Today I am looking at the example whereby spouses can transfer assets to one another without triggering a Capital Gains Tax disposal. This can be very useful not only to utilise 2 annual exemptions but also to pass assets between themselves for wider tax planning. Cohabitees cannot do so and could be unwittingly caught by CGT disposals at deemed market value and disputes if relationships breakdown acrimoniously.
Informal arrangements on the transfer of an interest in property from one cohabitee to another could be interpreted as a gift or settlement, as trusts can be set up informally. Without a record of the parties intentions, they could face a disagreement with HMRC, as the tax payable in the circumstances could be very different.

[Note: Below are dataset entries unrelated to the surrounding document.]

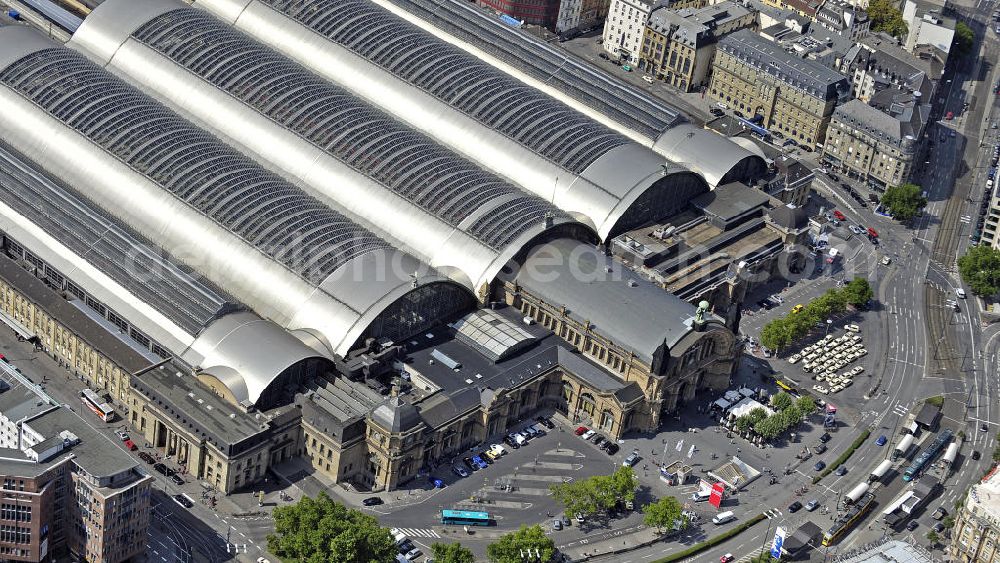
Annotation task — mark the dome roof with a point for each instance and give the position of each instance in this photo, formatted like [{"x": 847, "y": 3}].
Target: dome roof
[{"x": 396, "y": 415}]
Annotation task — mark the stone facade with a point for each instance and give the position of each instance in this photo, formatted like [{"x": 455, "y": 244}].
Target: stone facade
[{"x": 795, "y": 97}]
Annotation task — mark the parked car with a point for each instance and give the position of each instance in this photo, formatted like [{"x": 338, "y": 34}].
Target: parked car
[
  {"x": 545, "y": 422},
  {"x": 632, "y": 459}
]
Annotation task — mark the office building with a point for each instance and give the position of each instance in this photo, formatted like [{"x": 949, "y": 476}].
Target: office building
[
  {"x": 679, "y": 45},
  {"x": 788, "y": 95}
]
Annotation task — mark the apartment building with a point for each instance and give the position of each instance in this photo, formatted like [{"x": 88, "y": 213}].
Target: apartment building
[
  {"x": 581, "y": 14},
  {"x": 534, "y": 12},
  {"x": 791, "y": 96},
  {"x": 927, "y": 26},
  {"x": 625, "y": 28},
  {"x": 976, "y": 535},
  {"x": 679, "y": 45},
  {"x": 67, "y": 492},
  {"x": 878, "y": 137},
  {"x": 843, "y": 18}
]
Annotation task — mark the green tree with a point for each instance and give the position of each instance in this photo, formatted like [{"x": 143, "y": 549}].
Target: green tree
[
  {"x": 980, "y": 268},
  {"x": 625, "y": 482},
  {"x": 884, "y": 15},
  {"x": 904, "y": 201},
  {"x": 451, "y": 553},
  {"x": 510, "y": 547},
  {"x": 964, "y": 38},
  {"x": 805, "y": 405},
  {"x": 576, "y": 496},
  {"x": 663, "y": 513},
  {"x": 744, "y": 424},
  {"x": 323, "y": 531},
  {"x": 858, "y": 292},
  {"x": 781, "y": 401}
]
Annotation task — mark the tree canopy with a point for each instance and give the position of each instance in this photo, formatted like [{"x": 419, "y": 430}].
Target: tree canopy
[
  {"x": 980, "y": 268},
  {"x": 858, "y": 292},
  {"x": 510, "y": 547},
  {"x": 783, "y": 331},
  {"x": 595, "y": 494},
  {"x": 965, "y": 38},
  {"x": 664, "y": 513},
  {"x": 323, "y": 531},
  {"x": 781, "y": 401},
  {"x": 884, "y": 15},
  {"x": 904, "y": 201},
  {"x": 451, "y": 553}
]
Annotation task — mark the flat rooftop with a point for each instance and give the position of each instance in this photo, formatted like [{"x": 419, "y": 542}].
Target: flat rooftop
[
  {"x": 477, "y": 378},
  {"x": 195, "y": 407}
]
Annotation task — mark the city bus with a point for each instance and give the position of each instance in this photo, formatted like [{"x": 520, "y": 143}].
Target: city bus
[
  {"x": 97, "y": 405},
  {"x": 465, "y": 518}
]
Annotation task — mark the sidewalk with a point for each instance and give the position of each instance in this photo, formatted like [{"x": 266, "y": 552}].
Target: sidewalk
[{"x": 620, "y": 544}]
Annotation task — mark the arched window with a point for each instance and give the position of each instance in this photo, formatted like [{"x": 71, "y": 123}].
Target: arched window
[
  {"x": 567, "y": 391},
  {"x": 607, "y": 420}
]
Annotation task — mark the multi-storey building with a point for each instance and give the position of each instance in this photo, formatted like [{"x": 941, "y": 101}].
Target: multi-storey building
[
  {"x": 679, "y": 44},
  {"x": 534, "y": 12},
  {"x": 927, "y": 26},
  {"x": 877, "y": 145},
  {"x": 581, "y": 14},
  {"x": 625, "y": 28},
  {"x": 67, "y": 492},
  {"x": 877, "y": 137},
  {"x": 843, "y": 18},
  {"x": 976, "y": 535},
  {"x": 789, "y": 95},
  {"x": 804, "y": 8}
]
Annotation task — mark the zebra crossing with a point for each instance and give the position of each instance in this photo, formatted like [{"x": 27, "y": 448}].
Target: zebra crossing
[{"x": 419, "y": 532}]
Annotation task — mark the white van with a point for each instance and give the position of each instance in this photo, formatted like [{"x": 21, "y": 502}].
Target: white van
[
  {"x": 701, "y": 496},
  {"x": 723, "y": 517}
]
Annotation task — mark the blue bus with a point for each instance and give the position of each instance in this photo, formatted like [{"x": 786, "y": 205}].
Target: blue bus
[{"x": 465, "y": 518}]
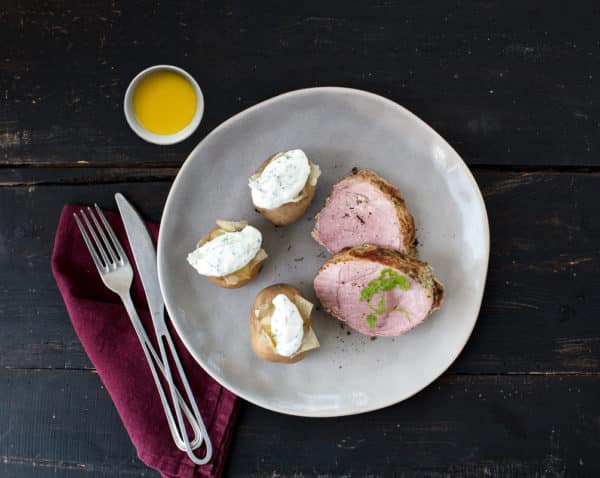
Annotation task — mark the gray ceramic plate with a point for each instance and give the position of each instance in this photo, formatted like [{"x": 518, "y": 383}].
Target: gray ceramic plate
[{"x": 338, "y": 128}]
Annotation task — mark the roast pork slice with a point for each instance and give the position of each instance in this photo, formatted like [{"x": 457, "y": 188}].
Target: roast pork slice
[
  {"x": 364, "y": 208},
  {"x": 341, "y": 280}
]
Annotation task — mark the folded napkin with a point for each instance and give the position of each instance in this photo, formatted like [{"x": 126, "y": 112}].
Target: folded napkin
[{"x": 108, "y": 337}]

Prior to entering into a joint purchase as a cohabitee consider documenting your agreement with a Declaration of Trust or Cohabitation Agreement.
Parties considering disposing of an asset which may be subject to CGT should remember to take advice before doing so. This is especially important now because disposals of interests in UK residential property where there is a capital gain need to be reported to HMRC within 30 days and tax paid in this period. For non-residents a return is required even where there is no tax to pay.